My experience on MIT ResNet... (Score:3, Interesting)
In general, the MIT "firewalls are false security" mantra is a good thing, particularly at MIT where there is a high concentration of bright and inquisitive people. You can never count on the black- and grey-hats being on the other side of your fire wall. You have to assume that the networks on both sides of your firewall are hostile. Each host must be a castle unto itself. This is simply a much more robust security model than "keep the bad guys over there".
On the other hand, shortly before MS started covering IIS on WindowsUpdate, the house had a rash of IIS exploits and RPC exploits. I asked for advice about setting up an OpenBSD firewall to only allow outgoing connections from most machines (and knocking holes in the firewall for MIT Network Security's vulnerability scanners). The response I got was basically "If you have to ask, we won't help you. Just patch everything and it will be fine." They didn't seem to realize that a sophmore can't just run around the house pestering everyone to keep their machines up to date. Basically, my powers were limited to waiting for problems and then finding the offender and saying "MIT is threatening to cut the entire house off from the Internet in two hours unless you do what I say now!". Sure, I send out reminders and heads up emails, but when they didn't listen and got compromised I would invariably be the one to do their OS reinstall because if I didn't, half of them would just put the compromised machine back online without fixing anything.

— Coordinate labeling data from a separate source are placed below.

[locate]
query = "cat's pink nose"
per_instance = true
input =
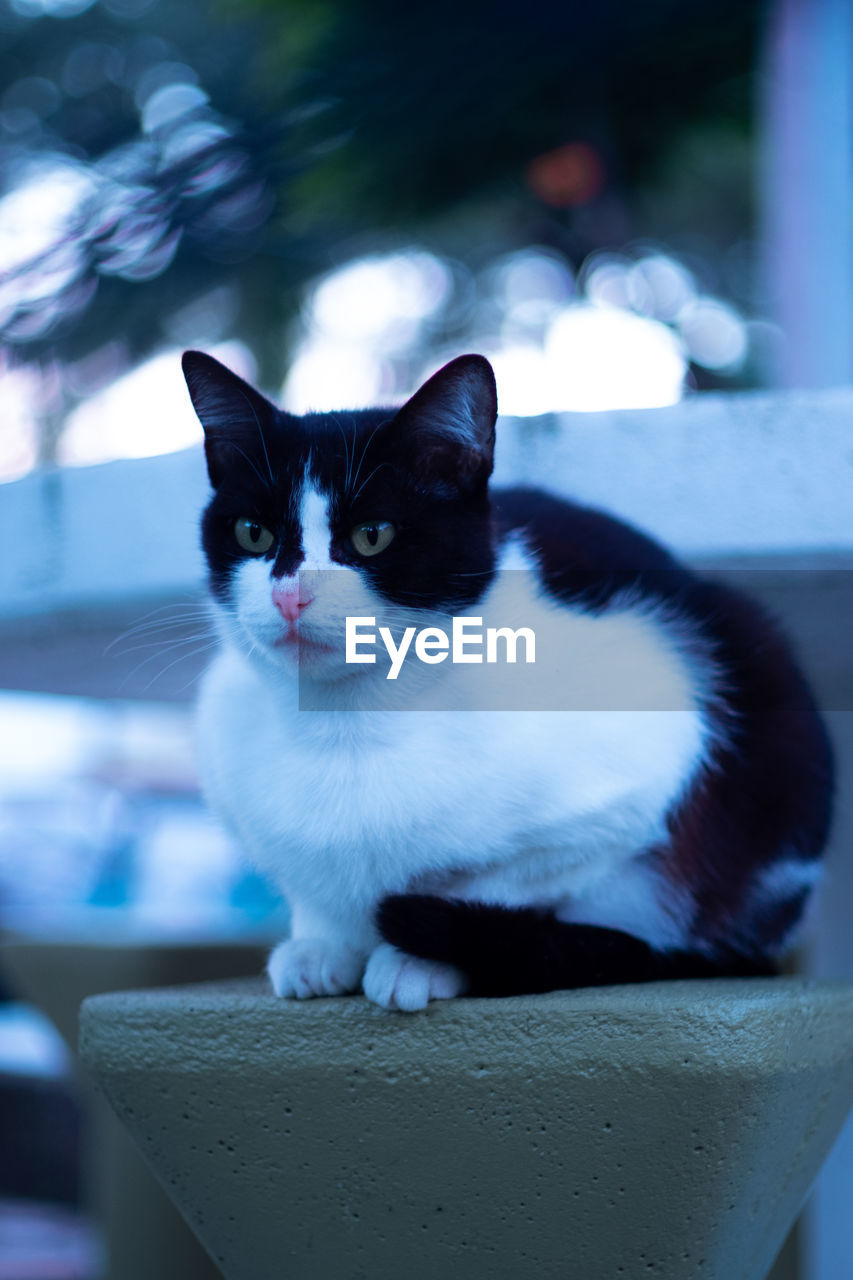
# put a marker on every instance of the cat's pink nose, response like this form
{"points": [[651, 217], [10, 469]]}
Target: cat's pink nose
{"points": [[290, 599]]}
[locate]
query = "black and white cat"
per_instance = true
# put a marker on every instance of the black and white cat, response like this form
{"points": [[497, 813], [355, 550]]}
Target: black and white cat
{"points": [[433, 853]]}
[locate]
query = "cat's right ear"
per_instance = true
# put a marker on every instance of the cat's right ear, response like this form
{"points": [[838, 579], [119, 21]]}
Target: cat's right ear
{"points": [[236, 417]]}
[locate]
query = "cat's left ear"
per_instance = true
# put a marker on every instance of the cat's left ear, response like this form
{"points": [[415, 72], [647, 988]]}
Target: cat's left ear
{"points": [[237, 419], [447, 428]]}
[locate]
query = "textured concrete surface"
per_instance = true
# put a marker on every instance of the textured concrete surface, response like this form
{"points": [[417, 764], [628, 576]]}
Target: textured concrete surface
{"points": [[667, 1130]]}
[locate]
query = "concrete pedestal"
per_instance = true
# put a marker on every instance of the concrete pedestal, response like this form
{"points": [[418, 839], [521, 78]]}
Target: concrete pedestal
{"points": [[145, 1238], [669, 1130]]}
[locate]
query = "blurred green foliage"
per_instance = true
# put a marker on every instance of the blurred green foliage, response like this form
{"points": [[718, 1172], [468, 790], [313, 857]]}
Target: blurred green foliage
{"points": [[343, 126]]}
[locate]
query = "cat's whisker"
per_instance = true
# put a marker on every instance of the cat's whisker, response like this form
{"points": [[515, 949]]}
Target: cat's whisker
{"points": [[162, 644], [378, 467], [194, 653], [178, 621], [260, 432], [347, 455], [163, 649], [364, 452]]}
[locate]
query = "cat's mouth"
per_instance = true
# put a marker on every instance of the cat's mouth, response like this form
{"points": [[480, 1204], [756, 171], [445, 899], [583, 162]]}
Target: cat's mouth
{"points": [[296, 641]]}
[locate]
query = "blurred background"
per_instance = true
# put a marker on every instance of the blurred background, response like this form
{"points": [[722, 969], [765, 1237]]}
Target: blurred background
{"points": [[624, 206]]}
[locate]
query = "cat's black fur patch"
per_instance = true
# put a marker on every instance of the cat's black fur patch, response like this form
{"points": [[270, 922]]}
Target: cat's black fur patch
{"points": [[514, 951]]}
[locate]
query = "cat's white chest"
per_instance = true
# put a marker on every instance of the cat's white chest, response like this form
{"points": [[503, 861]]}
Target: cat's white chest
{"points": [[342, 808]]}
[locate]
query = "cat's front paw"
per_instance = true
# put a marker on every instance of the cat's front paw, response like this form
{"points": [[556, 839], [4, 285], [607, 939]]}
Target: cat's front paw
{"points": [[397, 981], [311, 967]]}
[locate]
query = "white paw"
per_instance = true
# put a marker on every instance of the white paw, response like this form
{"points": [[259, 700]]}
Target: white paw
{"points": [[310, 967], [397, 981]]}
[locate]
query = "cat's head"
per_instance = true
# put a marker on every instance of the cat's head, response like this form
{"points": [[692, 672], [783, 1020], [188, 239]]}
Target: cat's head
{"points": [[370, 512]]}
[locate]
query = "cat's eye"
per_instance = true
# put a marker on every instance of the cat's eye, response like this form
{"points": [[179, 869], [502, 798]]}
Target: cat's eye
{"points": [[252, 536], [372, 538]]}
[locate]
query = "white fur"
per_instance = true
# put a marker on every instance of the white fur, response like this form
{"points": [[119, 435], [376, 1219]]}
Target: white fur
{"points": [[529, 805]]}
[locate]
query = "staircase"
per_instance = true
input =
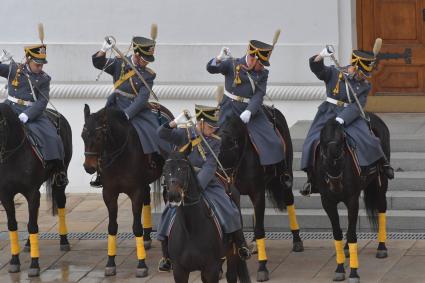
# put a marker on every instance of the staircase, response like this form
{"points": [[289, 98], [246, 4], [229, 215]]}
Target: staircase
{"points": [[406, 193]]}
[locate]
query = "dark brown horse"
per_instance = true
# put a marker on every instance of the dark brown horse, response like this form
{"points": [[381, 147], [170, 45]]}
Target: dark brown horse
{"points": [[112, 146], [338, 178], [22, 172], [239, 156]]}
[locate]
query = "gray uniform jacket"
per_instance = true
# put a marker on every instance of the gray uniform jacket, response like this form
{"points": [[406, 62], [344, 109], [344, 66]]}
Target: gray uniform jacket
{"points": [[367, 146], [261, 130], [40, 127], [213, 190], [135, 104]]}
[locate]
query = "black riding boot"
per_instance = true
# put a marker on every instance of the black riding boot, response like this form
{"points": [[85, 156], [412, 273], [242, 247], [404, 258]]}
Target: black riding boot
{"points": [[386, 168], [60, 177], [164, 264], [97, 183], [308, 186], [243, 250]]}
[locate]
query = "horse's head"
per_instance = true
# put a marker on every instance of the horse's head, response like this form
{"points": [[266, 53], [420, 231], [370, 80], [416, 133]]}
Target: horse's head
{"points": [[180, 180], [233, 133], [101, 129], [332, 153]]}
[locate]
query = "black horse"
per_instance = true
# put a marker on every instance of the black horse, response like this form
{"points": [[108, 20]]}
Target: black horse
{"points": [[22, 172], [240, 158], [194, 242], [339, 179], [112, 146]]}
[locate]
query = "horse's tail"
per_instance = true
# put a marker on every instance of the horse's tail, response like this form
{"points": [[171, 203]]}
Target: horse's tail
{"points": [[242, 271], [49, 195], [371, 200]]}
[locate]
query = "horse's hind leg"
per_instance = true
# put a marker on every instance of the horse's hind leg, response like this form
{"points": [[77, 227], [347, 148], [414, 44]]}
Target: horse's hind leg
{"points": [[147, 219], [111, 199], [33, 199], [297, 245], [382, 220], [259, 203], [137, 202], [12, 225], [60, 198], [331, 210]]}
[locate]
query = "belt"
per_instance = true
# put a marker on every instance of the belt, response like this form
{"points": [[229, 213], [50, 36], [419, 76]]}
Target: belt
{"points": [[19, 101], [337, 102], [126, 94], [235, 97]]}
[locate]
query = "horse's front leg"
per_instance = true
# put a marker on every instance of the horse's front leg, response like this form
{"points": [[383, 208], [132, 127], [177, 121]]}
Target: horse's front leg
{"points": [[147, 218], [353, 213], [12, 226], [60, 198], [330, 206], [111, 201], [33, 199], [259, 202], [297, 243], [137, 203]]}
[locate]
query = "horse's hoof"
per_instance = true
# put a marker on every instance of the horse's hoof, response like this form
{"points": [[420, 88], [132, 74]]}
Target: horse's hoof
{"points": [[339, 276], [14, 268], [347, 253], [65, 248], [147, 244], [381, 253], [141, 272], [262, 276], [34, 272], [298, 247], [110, 270]]}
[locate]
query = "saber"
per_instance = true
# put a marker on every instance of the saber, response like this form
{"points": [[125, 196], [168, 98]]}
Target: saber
{"points": [[356, 99], [111, 40]]}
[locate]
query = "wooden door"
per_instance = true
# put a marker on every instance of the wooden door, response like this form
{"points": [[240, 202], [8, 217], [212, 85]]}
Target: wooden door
{"points": [[401, 25]]}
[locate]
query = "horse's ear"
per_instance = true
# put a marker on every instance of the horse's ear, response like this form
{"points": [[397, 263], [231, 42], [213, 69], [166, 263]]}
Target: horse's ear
{"points": [[86, 112]]}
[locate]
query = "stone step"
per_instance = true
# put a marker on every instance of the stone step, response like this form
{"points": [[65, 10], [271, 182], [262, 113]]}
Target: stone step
{"points": [[403, 181], [317, 220], [396, 200], [400, 161]]}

This last year, MIT actually stepped out of the ivory tower and did some port-based filtering (firewalling) when tons of students came back from Summer to take their computers out of storage. Many of the students would get compromised while updating, even if they patched as soon as connecting the machine to the Internet.

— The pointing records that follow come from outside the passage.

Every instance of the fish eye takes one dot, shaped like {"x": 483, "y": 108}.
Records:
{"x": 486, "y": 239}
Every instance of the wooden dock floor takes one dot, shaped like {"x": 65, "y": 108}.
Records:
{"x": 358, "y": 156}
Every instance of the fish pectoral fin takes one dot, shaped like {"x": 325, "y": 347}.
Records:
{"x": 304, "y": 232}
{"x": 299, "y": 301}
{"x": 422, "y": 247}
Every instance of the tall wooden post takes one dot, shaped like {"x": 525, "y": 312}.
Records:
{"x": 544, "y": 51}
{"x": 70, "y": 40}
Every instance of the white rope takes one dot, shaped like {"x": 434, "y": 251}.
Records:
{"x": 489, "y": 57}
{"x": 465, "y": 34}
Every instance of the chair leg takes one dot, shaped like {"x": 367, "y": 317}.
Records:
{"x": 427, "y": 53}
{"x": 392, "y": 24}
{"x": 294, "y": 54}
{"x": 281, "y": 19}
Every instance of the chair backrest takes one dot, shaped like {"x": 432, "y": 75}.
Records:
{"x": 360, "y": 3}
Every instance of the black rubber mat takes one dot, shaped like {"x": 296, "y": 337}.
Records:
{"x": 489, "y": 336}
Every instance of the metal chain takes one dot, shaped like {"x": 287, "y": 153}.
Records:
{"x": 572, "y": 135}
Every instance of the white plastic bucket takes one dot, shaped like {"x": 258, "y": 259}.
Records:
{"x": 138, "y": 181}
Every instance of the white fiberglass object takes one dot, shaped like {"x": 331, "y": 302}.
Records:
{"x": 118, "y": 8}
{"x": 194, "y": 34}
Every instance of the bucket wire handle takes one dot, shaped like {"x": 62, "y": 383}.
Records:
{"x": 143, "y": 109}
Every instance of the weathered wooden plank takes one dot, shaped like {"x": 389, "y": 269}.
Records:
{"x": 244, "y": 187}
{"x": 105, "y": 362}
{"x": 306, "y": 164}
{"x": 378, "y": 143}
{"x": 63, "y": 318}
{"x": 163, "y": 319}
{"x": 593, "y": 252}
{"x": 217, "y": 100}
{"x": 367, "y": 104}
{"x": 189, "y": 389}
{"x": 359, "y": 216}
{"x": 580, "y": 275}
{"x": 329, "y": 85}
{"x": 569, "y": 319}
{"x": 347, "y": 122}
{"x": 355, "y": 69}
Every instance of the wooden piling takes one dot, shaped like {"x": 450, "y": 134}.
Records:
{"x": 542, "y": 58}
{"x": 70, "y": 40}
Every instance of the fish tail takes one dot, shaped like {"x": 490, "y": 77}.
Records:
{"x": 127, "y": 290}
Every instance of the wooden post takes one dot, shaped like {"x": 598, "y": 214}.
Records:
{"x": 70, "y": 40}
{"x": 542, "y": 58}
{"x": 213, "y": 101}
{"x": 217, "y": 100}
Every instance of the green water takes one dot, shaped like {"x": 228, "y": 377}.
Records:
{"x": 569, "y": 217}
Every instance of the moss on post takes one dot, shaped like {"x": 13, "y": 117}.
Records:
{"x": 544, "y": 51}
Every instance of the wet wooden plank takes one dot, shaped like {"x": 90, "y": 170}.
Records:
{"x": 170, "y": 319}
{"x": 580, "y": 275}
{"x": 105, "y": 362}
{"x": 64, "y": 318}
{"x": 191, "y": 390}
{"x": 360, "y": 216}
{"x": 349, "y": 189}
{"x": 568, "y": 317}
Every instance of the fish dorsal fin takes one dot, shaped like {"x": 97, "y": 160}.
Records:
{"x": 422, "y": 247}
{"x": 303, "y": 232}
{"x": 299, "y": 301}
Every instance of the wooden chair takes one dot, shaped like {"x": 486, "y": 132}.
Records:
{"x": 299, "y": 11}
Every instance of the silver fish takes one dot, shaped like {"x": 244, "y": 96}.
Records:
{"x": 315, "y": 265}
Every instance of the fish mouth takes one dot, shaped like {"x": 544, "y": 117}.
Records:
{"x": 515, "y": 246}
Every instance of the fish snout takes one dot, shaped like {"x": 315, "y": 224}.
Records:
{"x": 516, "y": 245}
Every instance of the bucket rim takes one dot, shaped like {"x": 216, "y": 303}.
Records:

I think they also permanently firewall off their MS Windows-Athena computer cluster. (side note: the internal code name for the project to modify Windows to work with the rest of the Athena network was Pismere -- Latin for horse piss)
I also pestered MIT for about a month after RedHat released the ptrace bug kernel fix and they hadn't pushed the fix out to the official RedHat-Athena packages. Their position was that local root exploits weren't a problem since MIT gives the root password to most of the machines to students who ask. I pointed out that many departments and individual students set up machines so that absolutely anyone with an Athena account could SSH in as a normal user. There had been no warning emailed out that RedHat-Athena machines were still vulnerable to the ptrace local root exploit. Most of these machines owners assumed that the problem had been taken care of by RedHat-Athena's daily automatic updates. It was by sheer luck that I looked at the file modification date on my friend's kernel and realized the modification date was long before the ptrace vulnerability had been discovered. After all, I had already checked that it was up to date on all of the patches MIT put out for RedHat-Athena.
In short, MIT netowrk security policy is a strange patchwork of opinions.
Re:GENIUS! (Score:1)
I want to know how they are dealing with those issues! How can you "protect" a wide open environment with a large number of unpatched systems? What tools does he use? Or, has he simply written off the whole thing?